Di fronte a certi episodi, tuttavia, tacere è impossibile, soprattutto quando, nel tessere l’ordito della vita, un filo si spezza e la trama su cui l’umanità intreccia la sua esistenza si sfilaccia, attendendo un rammendo.
I 14 anni di Martina Carbonaro, l’adolescente di Afragola assassinata il 26 maggio 2025 da Alessio Tucci, l’ex fidanzatino diciannovenne, sono l’ennesima sciagura che questa derelitta umanità piange e per cui esclama: “Ancora una volta?”
E tra lo sgomento, la sofferenza, l’indignazione e la protesta, siamo tutti condotti – dagli esperti di cui sopra – sul binario dell’analisi dei fatti e della valutazione della personalità di tutti i soggetti coinvolti nella vicenda: dai due protagonisti ai familiari, agli amici, alla società “che non è più in grado di proteggere i suoi figli”.
A occhio e croce, a titolo esclusivamente personale, affiorano sentimenti di sconfitta e di desolazione, che inducono a interrogarsi se tutto ciò che si sta mettendo in campo per presidiare beni e valori primari come vita, libertà di scelta, rispetto reciproco sia non solo sufficiente, ma efficace.
Siamo costretti ad assistere, quasi inerti, ad un’escalation non solo di violenza, ma anche di modalità della sua estrinsecazione che sono brutali e inedite: uccidere con una pietra colpendo alla testa è la condotta tipica con cui nel paleolitico gli ominidi si procuravano il cibo.
Siamo davvero all’involuzione dell’umanità, perché i nostri antenati uccidevano o per nutrirsi o per difendersi; noi evolutissimi Sapiens uccidiamo per rabbia.
Quest’ultimo caso dí femminicidio non può richiamare soltanto i temi del culto del possesso o degli effetti di un’educazione patriarcale: c’è molto di più che cova sotto la cenere e striscia pericolosamente fra le nostre abitudini, invadendo la nostra quotidianità.

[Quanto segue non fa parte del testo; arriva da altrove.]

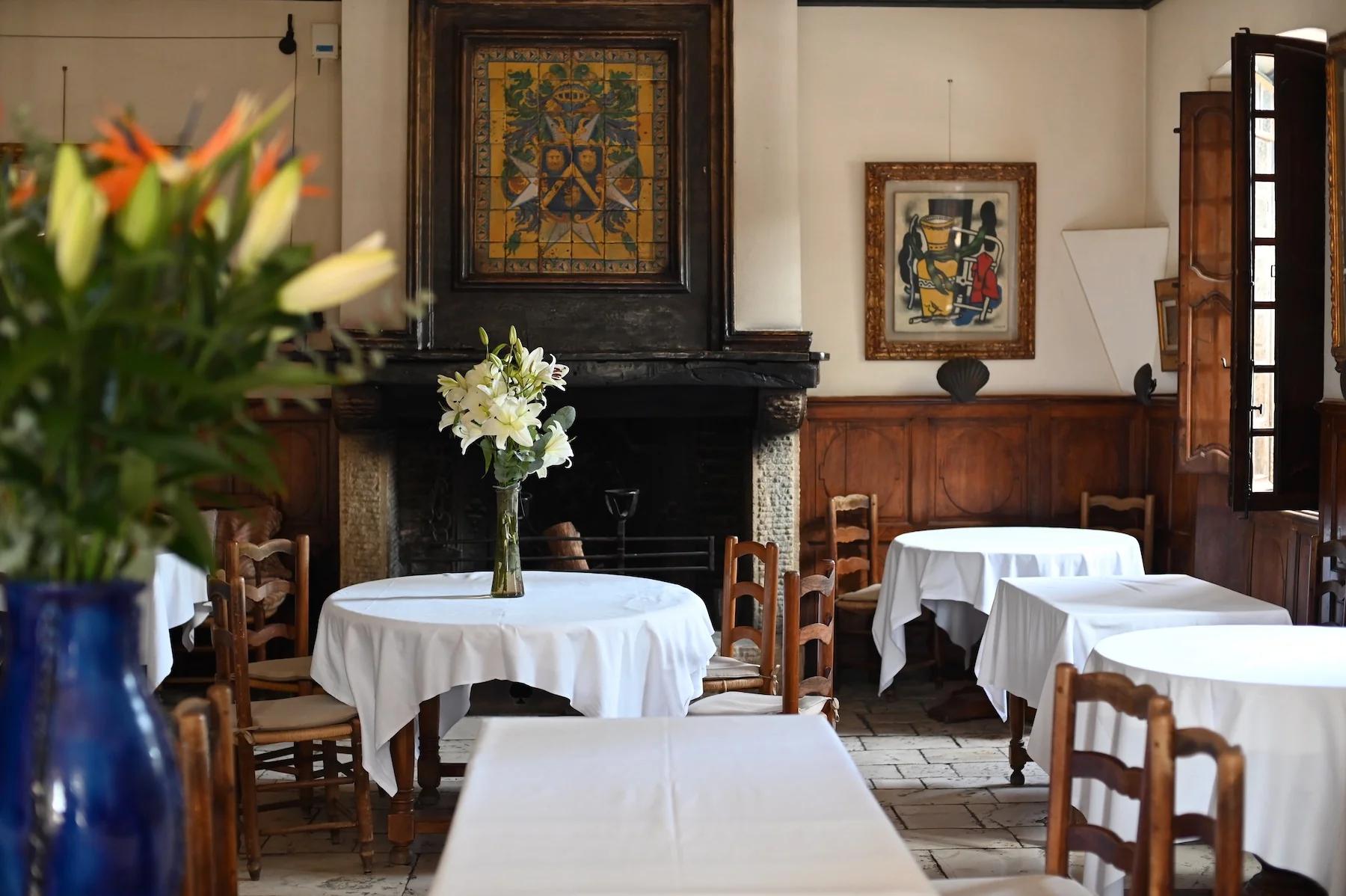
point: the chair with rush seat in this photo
(726, 673)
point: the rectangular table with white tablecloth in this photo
(715, 805)
(1036, 623)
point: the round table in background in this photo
(956, 572)
(615, 646)
(1276, 692)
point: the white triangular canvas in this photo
(1117, 271)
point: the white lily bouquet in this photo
(498, 404)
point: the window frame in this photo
(1299, 295)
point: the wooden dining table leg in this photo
(402, 808)
(1018, 755)
(427, 766)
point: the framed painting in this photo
(570, 171)
(950, 252)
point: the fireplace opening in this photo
(683, 456)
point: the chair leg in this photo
(304, 771)
(248, 791)
(363, 814)
(330, 774)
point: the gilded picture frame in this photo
(950, 260)
(1166, 308)
(1337, 191)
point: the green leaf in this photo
(136, 481)
(563, 417)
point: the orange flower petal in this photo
(148, 147)
(117, 183)
(25, 191)
(224, 136)
(267, 165)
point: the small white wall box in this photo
(326, 40)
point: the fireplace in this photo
(710, 444)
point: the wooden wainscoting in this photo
(994, 461)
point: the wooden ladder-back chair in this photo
(726, 673)
(289, 675)
(1149, 859)
(856, 606)
(814, 599)
(298, 722)
(1332, 589)
(210, 811)
(1144, 506)
(1225, 832)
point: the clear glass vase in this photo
(508, 579)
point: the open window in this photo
(1279, 170)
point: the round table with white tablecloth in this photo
(956, 572)
(615, 646)
(1276, 692)
(168, 601)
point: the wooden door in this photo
(1205, 277)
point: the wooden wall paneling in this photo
(1002, 461)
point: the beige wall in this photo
(1189, 40)
(766, 227)
(116, 54)
(1063, 89)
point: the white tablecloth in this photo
(615, 646)
(168, 601)
(1036, 623)
(956, 574)
(1278, 692)
(713, 805)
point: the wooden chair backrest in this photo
(237, 610)
(844, 532)
(565, 544)
(812, 598)
(1146, 506)
(1149, 859)
(221, 639)
(1332, 589)
(763, 594)
(206, 764)
(256, 591)
(1224, 832)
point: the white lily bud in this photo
(268, 222)
(341, 277)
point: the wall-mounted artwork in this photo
(571, 153)
(949, 260)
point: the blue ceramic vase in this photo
(90, 801)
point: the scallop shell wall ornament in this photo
(962, 378)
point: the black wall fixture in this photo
(289, 45)
(1144, 384)
(962, 378)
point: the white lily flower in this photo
(511, 420)
(556, 451)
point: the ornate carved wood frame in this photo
(686, 307)
(878, 174)
(1337, 193)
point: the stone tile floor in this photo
(944, 786)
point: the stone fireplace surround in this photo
(369, 417)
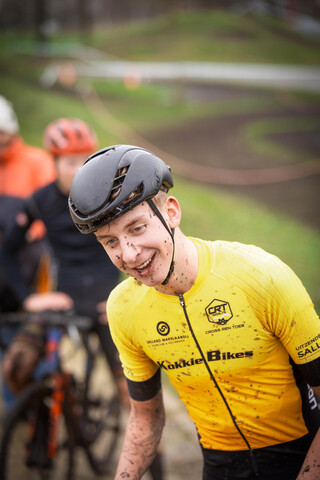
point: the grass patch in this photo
(257, 136)
(214, 215)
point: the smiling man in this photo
(231, 325)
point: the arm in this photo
(13, 241)
(142, 437)
(311, 466)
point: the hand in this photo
(38, 302)
(19, 364)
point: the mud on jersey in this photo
(232, 343)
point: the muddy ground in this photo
(218, 142)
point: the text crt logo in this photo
(163, 328)
(219, 312)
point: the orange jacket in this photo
(23, 170)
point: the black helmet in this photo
(113, 181)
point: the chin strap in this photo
(171, 231)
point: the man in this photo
(230, 324)
(23, 169)
(85, 275)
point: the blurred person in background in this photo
(23, 169)
(85, 275)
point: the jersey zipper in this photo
(212, 377)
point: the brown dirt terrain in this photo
(218, 142)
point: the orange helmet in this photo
(69, 136)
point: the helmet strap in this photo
(171, 232)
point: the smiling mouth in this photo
(144, 266)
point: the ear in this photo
(173, 210)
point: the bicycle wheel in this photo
(100, 428)
(22, 455)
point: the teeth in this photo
(144, 264)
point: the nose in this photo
(130, 252)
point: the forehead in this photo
(140, 213)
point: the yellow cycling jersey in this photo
(227, 344)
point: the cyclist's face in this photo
(67, 166)
(139, 244)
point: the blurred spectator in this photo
(23, 169)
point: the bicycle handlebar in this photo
(48, 318)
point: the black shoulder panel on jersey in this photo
(142, 391)
(311, 372)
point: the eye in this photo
(139, 228)
(111, 242)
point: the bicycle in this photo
(57, 415)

E anche se questo è terreno dei sociologi e degli psicologi, sento ugualmente di dovermi esprimere: c’è un indomabile e irrefrenabile egocentrismo che muove la società odierna, una condizione di stallo in cui è prioritario appagare se stessi piuttosto che frenarsi di fronte al bisogno altrui, dimentichi che quel bisogno ha valore pari o superiore al proprio.

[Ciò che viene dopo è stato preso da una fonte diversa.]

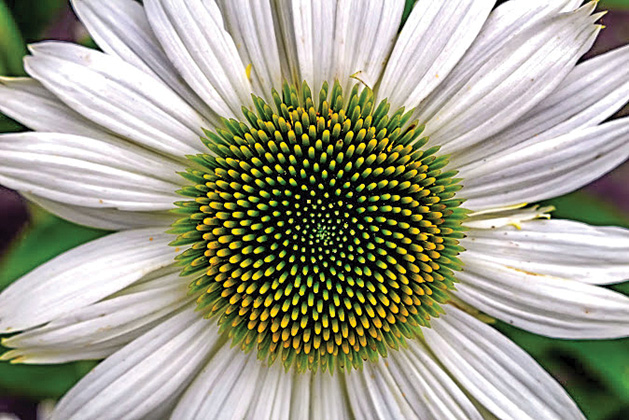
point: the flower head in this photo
(343, 196)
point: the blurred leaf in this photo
(614, 4)
(585, 207)
(44, 238)
(33, 16)
(41, 382)
(595, 373)
(12, 47)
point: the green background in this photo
(595, 373)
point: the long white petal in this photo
(409, 384)
(504, 23)
(591, 93)
(546, 305)
(251, 25)
(495, 371)
(144, 375)
(235, 385)
(348, 41)
(109, 324)
(27, 101)
(561, 248)
(194, 37)
(225, 388)
(364, 37)
(87, 172)
(82, 276)
(432, 41)
(118, 96)
(501, 86)
(120, 28)
(506, 216)
(538, 170)
(274, 395)
(106, 219)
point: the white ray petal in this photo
(413, 382)
(194, 37)
(495, 371)
(330, 43)
(501, 86)
(109, 324)
(87, 172)
(107, 219)
(118, 96)
(561, 248)
(543, 304)
(251, 25)
(141, 377)
(83, 276)
(224, 388)
(235, 385)
(27, 101)
(121, 28)
(432, 41)
(591, 93)
(506, 216)
(364, 37)
(538, 170)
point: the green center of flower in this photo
(320, 231)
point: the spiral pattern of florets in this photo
(320, 232)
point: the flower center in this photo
(320, 232)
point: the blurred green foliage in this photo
(595, 373)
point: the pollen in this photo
(321, 232)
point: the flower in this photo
(351, 217)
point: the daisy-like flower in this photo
(348, 206)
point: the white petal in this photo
(82, 276)
(408, 384)
(562, 248)
(327, 397)
(193, 35)
(344, 40)
(432, 41)
(87, 172)
(283, 21)
(590, 94)
(140, 378)
(225, 388)
(508, 20)
(495, 371)
(499, 87)
(28, 102)
(109, 324)
(274, 395)
(46, 356)
(314, 29)
(250, 24)
(118, 96)
(106, 219)
(121, 28)
(235, 385)
(365, 34)
(538, 170)
(506, 216)
(543, 304)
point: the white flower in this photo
(499, 90)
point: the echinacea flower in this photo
(344, 200)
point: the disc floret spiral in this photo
(320, 232)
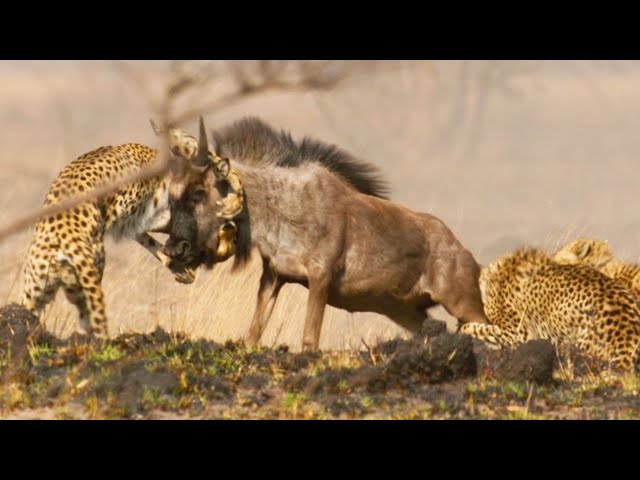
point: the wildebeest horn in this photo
(156, 129)
(202, 158)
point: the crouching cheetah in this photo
(597, 254)
(528, 296)
(67, 249)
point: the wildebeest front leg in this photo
(318, 296)
(268, 291)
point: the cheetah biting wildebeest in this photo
(67, 249)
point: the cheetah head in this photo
(584, 251)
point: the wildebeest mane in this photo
(251, 140)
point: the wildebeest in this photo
(317, 217)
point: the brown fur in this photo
(312, 226)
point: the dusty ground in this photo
(437, 375)
(550, 155)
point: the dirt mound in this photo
(533, 361)
(17, 327)
(444, 357)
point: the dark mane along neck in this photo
(254, 142)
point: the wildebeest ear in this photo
(202, 159)
(222, 168)
(584, 251)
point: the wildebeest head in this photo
(195, 194)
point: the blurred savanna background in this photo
(507, 153)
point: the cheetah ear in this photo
(493, 267)
(222, 168)
(156, 129)
(202, 159)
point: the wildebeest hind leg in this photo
(318, 295)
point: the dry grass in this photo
(548, 166)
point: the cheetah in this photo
(598, 255)
(528, 296)
(67, 249)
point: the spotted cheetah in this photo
(528, 296)
(597, 254)
(67, 249)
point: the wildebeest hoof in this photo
(186, 276)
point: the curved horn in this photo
(156, 129)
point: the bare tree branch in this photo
(187, 77)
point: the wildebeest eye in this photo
(198, 196)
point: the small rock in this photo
(533, 361)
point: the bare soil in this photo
(162, 375)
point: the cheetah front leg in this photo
(185, 275)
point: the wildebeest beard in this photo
(183, 247)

Dilaga una specie di egoismo che l’educazione, familiare e scolastica, vorrebbe arginare delegandola ad agenti terzi; che al “voglio a tutti costi” non oppone più un rifiuto netto e tranciante, che perimetri il solco del limite invalicabile, pena la sanzione. Ne consegue che si ottiene tutto e subito e quando ciò non avviene, l’ostacolo va rimosso, perché non è ammessa la dicitura “Game over”.
Oggi piango ancora Martina, la sua giovane vita, la sua bellezza ancora in boccio, i primi palpiti del suo cuore adolescente; ma piango pure, incredibilmente, Alessio. Nessuno è un mostro, neanche un femminicida come questo diciannovenne, della cui giovane età la società non può essere dimentica, per la cui atroce condotta non possiamo invocare vendetta, ma solo auspicare ad una giustizia che lo rieduchi e che lo restituisca padrone e custode consapevole di quei valori che ha violato, pagando l’altissimo prezzo della sua libertà.
Di Alessio non possiamo dimenticare che è stato un ragazzo come tanti, troppi altri “bravi ragazzi”, incapaci di gestire le proprie pulsioni e per questo diventati assassini.
I ragazzi della porta accanto, i ragazzi che vivono con noi.